|Some Performance Results on Shark/Impala/Hive||Shane Huang||11/8/12 11:35 PM|
We did some simple performance comparison between Shark, Impala (Real-time Query engine recently open-sourced by Cloudera) and Hive on a 4-node in house cluster. Results looks interesting (as shown in chart below).

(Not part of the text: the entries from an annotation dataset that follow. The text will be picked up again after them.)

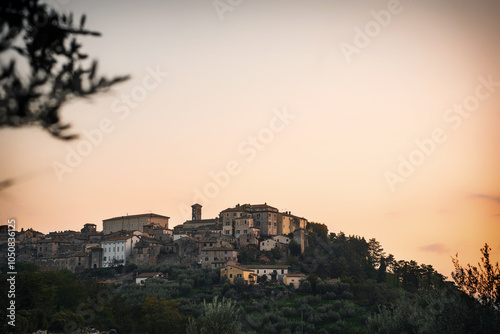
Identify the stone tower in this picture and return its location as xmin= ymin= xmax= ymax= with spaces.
xmin=191 ymin=203 xmax=201 ymax=220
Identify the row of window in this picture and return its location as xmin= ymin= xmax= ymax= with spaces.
xmin=102 ymin=255 xmax=123 ymax=261
xmin=104 ymin=246 xmax=123 ymax=253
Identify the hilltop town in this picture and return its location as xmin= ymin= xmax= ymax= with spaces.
xmin=0 ymin=203 xmax=308 ymax=284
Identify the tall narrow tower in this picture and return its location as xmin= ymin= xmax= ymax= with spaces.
xmin=191 ymin=203 xmax=201 ymax=220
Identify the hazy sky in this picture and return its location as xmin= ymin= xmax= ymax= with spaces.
xmin=0 ymin=0 xmax=500 ymax=276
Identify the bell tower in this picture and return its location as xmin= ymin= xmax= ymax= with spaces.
xmin=191 ymin=203 xmax=201 ymax=220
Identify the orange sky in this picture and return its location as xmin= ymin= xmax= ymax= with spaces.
xmin=0 ymin=0 xmax=500 ymax=276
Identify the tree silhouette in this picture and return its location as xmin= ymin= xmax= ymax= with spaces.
xmin=0 ymin=0 xmax=128 ymax=140
xmin=451 ymin=243 xmax=500 ymax=309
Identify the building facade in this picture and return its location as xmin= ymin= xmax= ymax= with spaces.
xmin=102 ymin=213 xmax=170 ymax=234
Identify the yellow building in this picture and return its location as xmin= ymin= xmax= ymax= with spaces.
xmin=220 ymin=265 xmax=258 ymax=285
xmin=283 ymin=274 xmax=306 ymax=289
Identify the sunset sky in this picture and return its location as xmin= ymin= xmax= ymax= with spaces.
xmin=0 ymin=0 xmax=500 ymax=277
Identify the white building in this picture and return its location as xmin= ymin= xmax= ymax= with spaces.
xmin=259 ymin=239 xmax=280 ymax=251
xmin=240 ymin=264 xmax=288 ymax=282
xmin=101 ymin=231 xmax=140 ymax=267
xmin=273 ymin=235 xmax=290 ymax=245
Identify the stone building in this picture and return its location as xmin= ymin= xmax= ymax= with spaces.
xmin=102 ymin=213 xmax=170 ymax=234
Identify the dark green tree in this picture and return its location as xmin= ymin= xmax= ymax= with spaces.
xmin=0 ymin=0 xmax=127 ymax=140
xmin=451 ymin=243 xmax=500 ymax=309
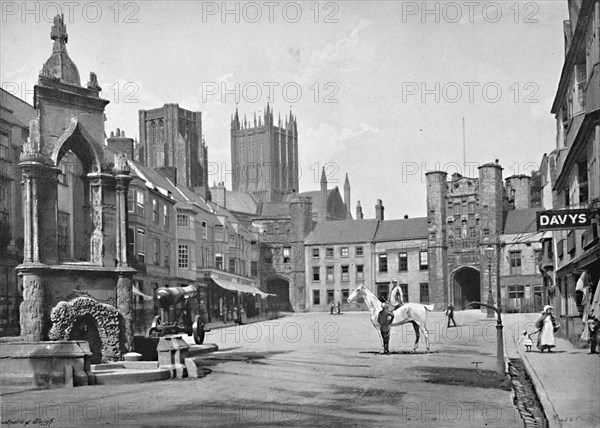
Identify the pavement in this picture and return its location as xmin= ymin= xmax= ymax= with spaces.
xmin=503 ymin=313 xmax=600 ymax=428
xmin=0 ymin=310 xmax=598 ymax=428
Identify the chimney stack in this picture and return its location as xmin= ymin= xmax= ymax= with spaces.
xmin=356 ymin=201 xmax=364 ymax=220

We tested 3 input data-sets with different sizes. On each of the data-set we ran 3 pre-defined queries
Results shows shark works quite well for small jobs (see 2.5G & 24G result, and 56G count result). With input table in cache Shark performs much faster than or at least equal to Impala. Even without cache Shark is better in most of the cases (except 2.5G count case). It is quite compelling that in 56G count test Shark with cache outperforms the other 3 a lot. On the other hand, when it comes to more complex query with larger inputs, it seems the behavior of Shark WITH table cached becomes somewhat unstable. Specifically, in 56G groupby test, Shark with cache runs significantly slower than MapReduce Hive, and in 56G/2.3G join Shark with cache fails with FileNotFound Exceptions around shuffle stage, probably memory issue). It looks delicate memory tuning is needed when memory is a potential bottleneck in the systems. Anyway I didn't apply the Shark patch to allow disk spilling yet. I'll do test again after applying the patch and see if that helps out.
|Re: [shark-users] Some Performance Results on Shark/Impala/Hive||Matei Zaharia||11/8/12 11:41 PM|
Not bad -- thanks for posting this! We've been meaning to set up Impala ourselves. We are also working on a couple of things that will improve performance for large shuffles, and to add disk spilling by default.
Just to double-check, this is Shark 0.2 with Spark 0.6?
Also, in general, there are some low-hanging optimizations in Shark (e.g. compiling Hive's expressions to Java bytecode) that we'll work on to make it even faster :).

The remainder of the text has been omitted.